Les Echos, no. 19705
International, lundi 10 juillet 2006, p. 6
Sommet
Immigration : l'Europe et l'Afrique réunies à Rabat pour tenter une approche globale
CATHERINE CHATIGNOUX ET LAURENCE TOVI
A l'initiative du roi du Maroc et du Premier ministre espagnol, José Luis Rodriguez Zapatero, cinquante-sept pays d'Europe et d'Afrique se réunissent aujourd'hui à Rabat pour tenter d'apporter une réponse globale au problème de l'immigration clandestine, devenue incontrôlable.
Les événements dramatiques de l'automne dernier ont provoqué une prise de conscience générale : une dizaine d'Africains avaient alors été tués, piétinés ou victimes des balles marocaines au moment où ils tentaient d'escalader les clôtures grillagées des enclaves espagnoles de Ceuta et de Melilla, au nord du Maroc. Les flux migratoires non maîtrisés constituent aujourd'hui une problématique qui concerne à la fois les pays d'émigration, ceux par qui s'effectue le transit des migrants et ceux, enfin, qui les « accueillent ».
L'idée consiste donc à prendre en compte ces « routes migratoires », d'instaurer un dialogue régulier entre les pays qui les jalonnent et de tenter d'établir une stratégie globale. Une gageure quand on voit que les pays européens eux-mêmes ont le plus grand mal à coordonner leurs propres politiques d'immigration, souvent « décalées » les unes par rapport aux autres (voir ci-dessous).
Un « plan d'action »
C'est à l'initiative du roi du Maroc et du Premier ministre espagnol, José Luis Rodríguez Zapatero, que se réunissent aujourd'hui et demain à Rabat, au Maroc, 30 pays d'Europe et 27 d'Afrique pour la première Conférence ministérielle sur la migration et le développement. La France, qui a soutenu ce projet, sera représentée par Nicolas Sarkozy, ministre de l'Intérieur, accompagné par le chef de la diplomatie, Philippe Douste-Blazy, et les ministres des Affaires européennes et de la Coopération. Seront aussi présents, la Commission européenne, des ONG, le Haut Commissariat aux réfugiés et l'Union africaine. Grande absente, l'Algérie, pourtant à la fois pays d'émigration et de transit : elle a décliné l'invitation au prétexte officiel que la question doit être traitée exclusivement par l'Union africaine. En réalité, pour des raisons d'inimitié avec son voisin marocain.

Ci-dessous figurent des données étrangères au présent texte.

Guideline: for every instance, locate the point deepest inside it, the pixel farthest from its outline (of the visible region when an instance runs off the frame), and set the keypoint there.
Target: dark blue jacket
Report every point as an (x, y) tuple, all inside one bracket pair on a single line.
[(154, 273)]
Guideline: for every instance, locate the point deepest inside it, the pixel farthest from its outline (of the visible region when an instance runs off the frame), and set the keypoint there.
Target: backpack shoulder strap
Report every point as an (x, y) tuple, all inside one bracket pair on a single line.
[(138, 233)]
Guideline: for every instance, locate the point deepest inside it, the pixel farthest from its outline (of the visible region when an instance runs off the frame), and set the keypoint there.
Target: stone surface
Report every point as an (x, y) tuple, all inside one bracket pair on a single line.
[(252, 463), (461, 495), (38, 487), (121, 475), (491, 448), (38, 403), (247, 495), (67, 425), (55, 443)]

La conférence de Rabat doit adopter une déclaration politique accompagnée d'un « plan d'action ». Selon le projet élaboré début juin à Dakar par des hauts fonctionnaires, et enrichi durant le week-end, la stratégie retenue s'articule autour de deux axes, l'un sécuritaire, qui vise à contenir et à contrôler les flux migratoires irréguliers, l'autre plutôt incitatif, qui passe par une réorientation des politiques d'aide au développement et une amélioration des dispositifs d'immigration légale.
Selon un expert, « la gestion du retour des clandestins de Ceuta et Melilla, à l'automne dernier, a coûté 70 millions d'euros au Maroc », où les policiers ont arrêté pour la première fois l'an dernier plus d'Africains subsahariens que de nationaux en partance pour l'Europe. Pour un pays de transit, le coût financier et humain de ces migrations est devenu insupportable.
D'où une proposition de renforcer la coopération logistique, policière et judiciaire avec les pays d'Europe et de mieux partager le fardeau avec ces pays. Les pays européens, de leur côté, souhaitent la mise en oeuvre effective des accords, bilatéraux ou régionaux, de réadmission des clandestins.
Des mesures positives
Les participants à la réunion ont toutefois tenu à compenser ce volet répressif par des mesures positives. Certaines visent à améliorer l'accès aux marchés du travail des pays européens par l'assouplissement de la politique des visas et la promotion de la migration « circulaire » qui favoriserait des allers et retours des migrants entre pays d'origine et pays d'accueil : une façon de contrer la fuite des cerveaux qui inquiète aujourd'hui les pays du Sud. D'autres ont pour but de favoriser le développement des pays pauvres pour y fixer les populations.
Il s'agit, par exemple, de recentrer une partie de l'aide au développement, aujourd'hui très dispersée, sur les régions qui sont à la source de l'émigration. Mais aussi de diminuer les coûts des transferts financiers des migrants vers leurs pays d'origine et de valoriser ces transferts, qui représentent deux fois l'aide publique au développement, dans des investissements productifs.
Aucun moyen financier nouveau n'est dégagé dans l'immédiat pour la mise en oeuvre de cette stratégie « globale ». Les Européens font valoir qu'ils ont déjà prévu un quasi-doublement de leur aide au développement, qui devrait atteindre 77 milliards d'euros à la fin de la décennie, contre une quarantaine aujourd'hui.